I don’t recall ever having heard of the TV show Making Monsters so I obviously didn’t know they tried to tackle the Patterson-Gimlin figure. And by “tackle” I mean “show to be fake” since the star of the show, effects maker Ed Edmunds, says, “I’ve been wanting to debunk this bigfoot thing forever.”
The set-up is this: Our old friend Phillip Morris apparently goes around and tells people what a load a hokum the PGF is based on how he made the costume and all. In order to make his little talk more effective, he reached out to Edmunds to make him a “state of the art” bigfoot suit. Think about that for a second. This is the guy who made the original. In 1967. But to help demonstrate how the PGF figure is a dude in a suit, he turns to a professional costume and effects manufacturer to make him one using 21st century technology and techniques. OK. This thing is, I bet, going to be pretty awesome.
Here’s the PGF-related segment from the show:
Pretty cool costume. Too bad it looks absolutely nothing like the PGF figure. Hell, it’s not even half as good as the Jack’s Links sasquatch. Also, note the size of the head on the thing and consider that in the context of what Bill Munns told us on BFS 50: The head has to be huge in Edmunds’ suit to fit the head of an actor. The head of the PGF figure is freakishly small.
Here’s some screen caps showing the suit in action.
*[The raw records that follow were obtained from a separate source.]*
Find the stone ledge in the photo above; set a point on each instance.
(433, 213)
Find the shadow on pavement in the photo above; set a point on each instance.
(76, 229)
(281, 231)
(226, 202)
You can also see all the typical props Morris drags around (including Bob Heironimus) like a monkey mask, football shoulder pads, and what might be a big rubber foot. What I’d rather see Morris do is assemble these bits and pieces into a suit that even passingly resembles the PGF figure. I’m not even talking about replicating the realistic ways the skin and musculature in the movie moves and folds. I’d just like to see Morris, Edmunds, or anyone make a suit that just looks like Patty.
That fact that they can’t — Morris or any other professional — but apparently an out of work miniature stagecoach craftsman like Patterson could speaks volumes and is much more revealing than the neat-yet-totally unbelievable product shown on Making Monsters.